Earlier this year, however, James received an email from Ethan Bier, a geneticist at UC San Diego whose lab has done research soon-to-be-released genes drive in flies fruits. Bier thought he had a solution to the dilemma of James. "As soon as we saw [gene drive] might work, we thought of mosquitoes," says Bier. James was delighted. "I looked and realized their data [they] is what I was proposing obsolete."

But he wonders if the Bier gene drive system could carry heavy 17,000 DNA bases containing the genes mouse antibody. "the question was" would it carry a large cargo will remain active? "James remembers. he and Bier teamed to see.

Valentino Gantz laboratory Bier and Nijole Jasinskiene , a molecular biologist at UC Irvine, began with male and female engineering Anopheles stephensi to execute the gene drive system. They designed the system so that, along with the dissemination of antibody genes from one half of a pair of chromosomes to the other, the polarizing key inheritance- it would also cut a piece of a gene for eye color When coupled with the modified mosquitoes normal, they could quickly see if the gene player had wrought .. offspring who also inherited the antibody genes had white eyes

technology was effective, giving about 99% of the offspring of the male transgenic with added genes, teams of Bier and James reported today in the Proceedings of the national Academy of sciences . And, as expected, these genes were active in mosquitoes. Previous experiments had shown that if the antibody genes were expressed, they thwarted the parasite. And modeling suggests that a gene reader of this effectiveness, it should only take about 10 generations of mosquitoes for malaria genes to completely infiltrate a population.

The system was not perfect. The gene reader does not work as well when started in female transgenic mosquitoes. In addition, the case.9 protein used in gene editing technology can be toxic to mosquitoes, the team had to twist where insects it was made and how to improve the survival rate of offspring. Yet the strategy is working. "It is really a big problem," says Besanksy. "It is not only a gene drive system. It is a gene drive system that carries suppressors genes." "We have all the pieces," adds James. "It is a matter of [making] a product that people want."

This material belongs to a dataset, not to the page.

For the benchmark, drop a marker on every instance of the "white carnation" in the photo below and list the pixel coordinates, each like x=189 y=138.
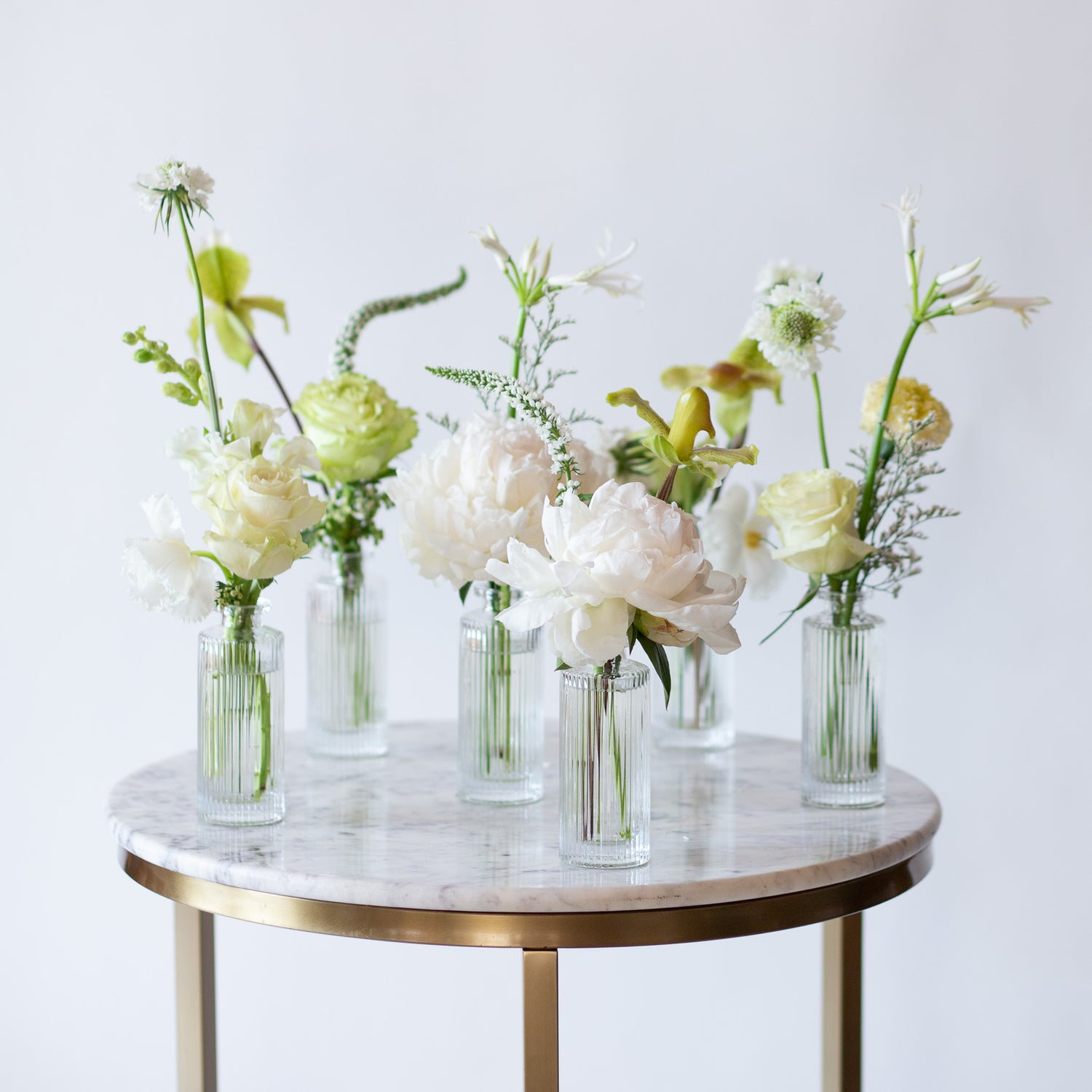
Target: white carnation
x=480 y=488
x=163 y=574
x=624 y=557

, which is the big event. James, Bier, and colleagues adequately addressed concerns about accidental releases GM mosquitoes, say several external researchers contacted by science . insectariums were behind five sets of doors, and they used a mosquito does not survive in California, should he manage to escape.

But before the work continues, says evolutionary engineer Kevin Esvelt Harvard University biologists should look at the ecological effects of changes induced genes, make sure that the changes are stable for many generations, and develop a way to counter or get rid of gene drive in case of problems.

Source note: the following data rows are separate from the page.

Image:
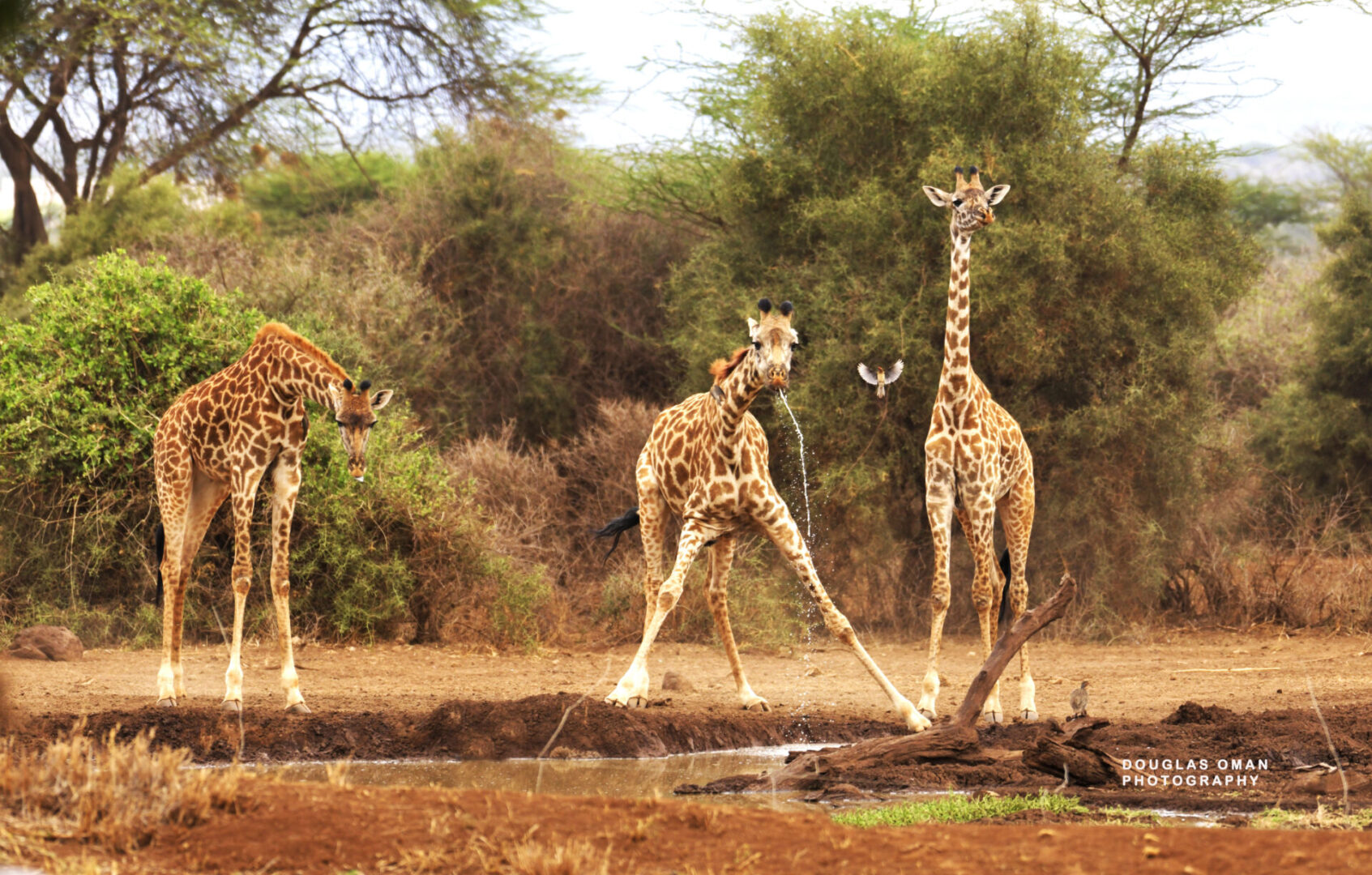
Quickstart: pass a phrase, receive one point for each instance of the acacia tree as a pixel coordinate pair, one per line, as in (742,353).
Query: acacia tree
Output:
(1156,45)
(87,84)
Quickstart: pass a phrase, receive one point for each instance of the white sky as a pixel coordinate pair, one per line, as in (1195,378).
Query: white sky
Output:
(1318,59)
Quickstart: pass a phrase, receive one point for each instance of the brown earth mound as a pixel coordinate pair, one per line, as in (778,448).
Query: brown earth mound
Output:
(1269,750)
(465,728)
(323,830)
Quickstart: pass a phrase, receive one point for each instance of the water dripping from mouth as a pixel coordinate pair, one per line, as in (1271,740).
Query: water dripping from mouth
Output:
(806,664)
(804,477)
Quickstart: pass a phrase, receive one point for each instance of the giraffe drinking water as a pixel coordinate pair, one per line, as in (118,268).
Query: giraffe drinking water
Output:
(706,463)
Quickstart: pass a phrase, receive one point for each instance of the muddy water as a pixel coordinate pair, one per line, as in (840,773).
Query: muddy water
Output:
(603,776)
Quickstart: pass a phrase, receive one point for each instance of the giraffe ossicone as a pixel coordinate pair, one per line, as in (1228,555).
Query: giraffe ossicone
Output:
(976,461)
(706,463)
(217,441)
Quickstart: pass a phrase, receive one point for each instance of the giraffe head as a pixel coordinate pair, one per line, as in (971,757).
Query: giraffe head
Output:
(970,203)
(354,410)
(774,340)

Because pest control genes should continue to propagate indefinitely in a population of mosquitoes, national and international regulations must be developed before the genes drives are deployed in the field, says sociologist Kenneth Oye the Massachusetts Institute of Technology in Cambridge. The drive ratio of the NAS gene, due next year, can help in this regard. "How will we decide as a society whether, when and how to use gene reader to solve a problem?" Request Oye.

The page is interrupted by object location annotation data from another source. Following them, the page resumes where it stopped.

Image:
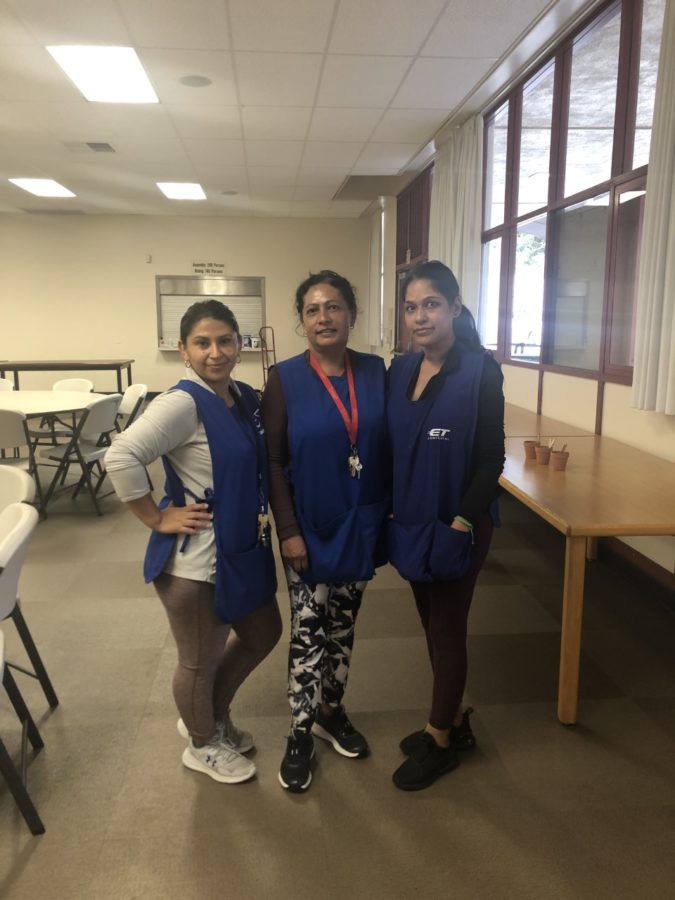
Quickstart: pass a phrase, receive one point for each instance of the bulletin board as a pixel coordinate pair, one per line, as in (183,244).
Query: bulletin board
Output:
(245,296)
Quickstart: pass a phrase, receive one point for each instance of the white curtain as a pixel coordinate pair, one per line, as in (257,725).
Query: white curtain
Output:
(456,207)
(654,371)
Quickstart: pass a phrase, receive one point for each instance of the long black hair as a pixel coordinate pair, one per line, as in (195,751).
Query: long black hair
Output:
(445,283)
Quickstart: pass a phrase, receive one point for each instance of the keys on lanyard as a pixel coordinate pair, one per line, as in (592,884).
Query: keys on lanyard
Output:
(354,463)
(264,529)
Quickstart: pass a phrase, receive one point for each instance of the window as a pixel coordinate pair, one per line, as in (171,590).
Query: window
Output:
(565,174)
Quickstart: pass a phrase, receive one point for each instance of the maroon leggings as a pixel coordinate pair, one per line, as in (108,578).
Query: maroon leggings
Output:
(444,609)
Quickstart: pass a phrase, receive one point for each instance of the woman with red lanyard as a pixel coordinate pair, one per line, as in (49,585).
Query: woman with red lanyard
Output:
(324,418)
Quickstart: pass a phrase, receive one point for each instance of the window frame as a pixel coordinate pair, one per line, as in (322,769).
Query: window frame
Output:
(628,65)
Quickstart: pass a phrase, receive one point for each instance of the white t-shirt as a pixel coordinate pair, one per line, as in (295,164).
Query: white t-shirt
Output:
(169,427)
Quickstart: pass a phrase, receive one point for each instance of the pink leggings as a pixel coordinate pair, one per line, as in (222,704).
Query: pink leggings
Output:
(214,659)
(443,607)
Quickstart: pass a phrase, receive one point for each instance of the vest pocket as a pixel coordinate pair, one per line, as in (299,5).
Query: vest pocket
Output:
(450,554)
(408,547)
(244,582)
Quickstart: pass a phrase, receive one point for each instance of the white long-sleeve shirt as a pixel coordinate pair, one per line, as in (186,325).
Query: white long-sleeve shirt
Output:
(169,427)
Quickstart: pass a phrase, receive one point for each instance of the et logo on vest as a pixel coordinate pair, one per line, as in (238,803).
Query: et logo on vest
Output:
(438,434)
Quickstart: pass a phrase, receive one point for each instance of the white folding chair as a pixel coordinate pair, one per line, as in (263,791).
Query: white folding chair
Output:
(17,523)
(15,778)
(14,435)
(131,406)
(16,486)
(87,448)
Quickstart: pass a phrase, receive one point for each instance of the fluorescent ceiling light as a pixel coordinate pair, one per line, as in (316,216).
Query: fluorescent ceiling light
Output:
(42,187)
(106,74)
(181,190)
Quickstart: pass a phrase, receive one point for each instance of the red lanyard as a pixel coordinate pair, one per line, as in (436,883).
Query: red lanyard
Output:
(351,422)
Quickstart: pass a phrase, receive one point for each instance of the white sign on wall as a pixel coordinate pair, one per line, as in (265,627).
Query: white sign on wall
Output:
(208,268)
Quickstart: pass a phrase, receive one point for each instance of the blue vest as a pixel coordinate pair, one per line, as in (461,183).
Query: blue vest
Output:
(431,443)
(245,572)
(341,518)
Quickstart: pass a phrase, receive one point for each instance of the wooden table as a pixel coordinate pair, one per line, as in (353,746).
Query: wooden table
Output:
(67,365)
(520,422)
(608,489)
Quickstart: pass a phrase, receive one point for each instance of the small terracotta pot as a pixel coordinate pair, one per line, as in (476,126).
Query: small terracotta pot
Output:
(530,448)
(543,455)
(559,459)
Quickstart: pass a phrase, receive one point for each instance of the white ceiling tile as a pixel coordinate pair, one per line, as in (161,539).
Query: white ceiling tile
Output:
(273,153)
(277,79)
(384,158)
(229,153)
(222,177)
(330,124)
(200,24)
(271,123)
(331,153)
(393,27)
(12,32)
(272,176)
(440,83)
(407,125)
(72,21)
(208,123)
(481,28)
(328,178)
(30,73)
(166,67)
(361,80)
(295,26)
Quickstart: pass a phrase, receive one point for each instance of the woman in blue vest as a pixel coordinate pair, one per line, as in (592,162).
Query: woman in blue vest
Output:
(326,430)
(445,412)
(209,555)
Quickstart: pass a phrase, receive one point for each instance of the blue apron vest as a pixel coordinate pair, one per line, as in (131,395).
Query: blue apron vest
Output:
(341,518)
(431,443)
(245,571)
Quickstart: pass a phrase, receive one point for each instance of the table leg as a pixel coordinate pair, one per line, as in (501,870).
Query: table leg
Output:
(570,640)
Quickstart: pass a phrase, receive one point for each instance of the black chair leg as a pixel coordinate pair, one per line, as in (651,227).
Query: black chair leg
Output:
(34,656)
(19,792)
(21,709)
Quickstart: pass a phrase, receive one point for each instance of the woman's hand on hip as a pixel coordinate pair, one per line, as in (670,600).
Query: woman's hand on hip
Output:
(294,552)
(190,519)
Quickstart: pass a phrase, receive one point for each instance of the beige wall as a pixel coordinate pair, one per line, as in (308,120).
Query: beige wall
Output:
(80,287)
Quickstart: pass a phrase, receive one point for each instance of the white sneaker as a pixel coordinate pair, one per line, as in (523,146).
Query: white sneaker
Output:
(228,734)
(218,762)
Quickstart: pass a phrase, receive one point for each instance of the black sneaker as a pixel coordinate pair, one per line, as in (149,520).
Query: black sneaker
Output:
(425,764)
(295,773)
(461,736)
(339,731)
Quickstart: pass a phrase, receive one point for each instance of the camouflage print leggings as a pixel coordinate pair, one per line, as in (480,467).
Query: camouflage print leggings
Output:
(323,617)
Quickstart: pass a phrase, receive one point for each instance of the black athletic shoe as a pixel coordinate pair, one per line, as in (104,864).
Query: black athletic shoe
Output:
(295,773)
(461,736)
(425,764)
(339,731)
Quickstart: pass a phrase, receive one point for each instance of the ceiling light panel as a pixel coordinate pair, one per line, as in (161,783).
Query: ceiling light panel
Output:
(42,187)
(106,74)
(181,190)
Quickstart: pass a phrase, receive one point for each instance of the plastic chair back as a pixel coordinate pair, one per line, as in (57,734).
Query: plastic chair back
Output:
(132,402)
(13,429)
(100,417)
(16,486)
(73,384)
(17,523)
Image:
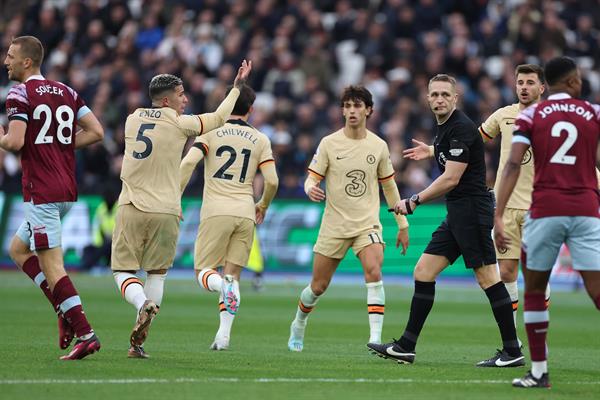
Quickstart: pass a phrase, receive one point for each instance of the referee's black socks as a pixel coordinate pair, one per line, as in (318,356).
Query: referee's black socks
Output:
(419,310)
(502,308)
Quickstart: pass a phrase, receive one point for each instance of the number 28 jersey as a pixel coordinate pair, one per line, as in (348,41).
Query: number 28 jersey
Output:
(563,133)
(233,153)
(154,142)
(352,169)
(51,110)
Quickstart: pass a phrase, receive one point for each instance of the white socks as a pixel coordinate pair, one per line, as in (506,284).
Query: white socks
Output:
(538,368)
(225,321)
(307,302)
(155,284)
(131,289)
(376,308)
(210,280)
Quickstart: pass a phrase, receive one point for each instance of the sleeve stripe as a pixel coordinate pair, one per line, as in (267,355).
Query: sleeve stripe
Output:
(19,117)
(386,178)
(201,124)
(83,111)
(526,118)
(521,139)
(202,147)
(316,173)
(266,161)
(484,133)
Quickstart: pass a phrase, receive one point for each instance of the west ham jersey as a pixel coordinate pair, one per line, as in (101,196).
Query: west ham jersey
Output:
(51,110)
(563,133)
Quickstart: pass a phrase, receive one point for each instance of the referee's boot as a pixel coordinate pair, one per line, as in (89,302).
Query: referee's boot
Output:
(503,360)
(392,351)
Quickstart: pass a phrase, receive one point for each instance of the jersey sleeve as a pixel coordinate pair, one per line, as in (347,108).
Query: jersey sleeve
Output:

Esvelt, which is already in discussion with the public, physicians and government officials about the spread of genes of Lyme disease in anti-mouse even if the genes drives has not been shown in mammals, said a consensus must be reached. "at the end of the day, unless you have broad public support, you can not do it. "

James accepts that his dream may be deferred for now." if it is that we are too far ahead of the curve, we will just wait for people to catch, "he said. "I hope not to have to wait for the rest of my productive career, but if we can not find a way to do it ethically, it will not."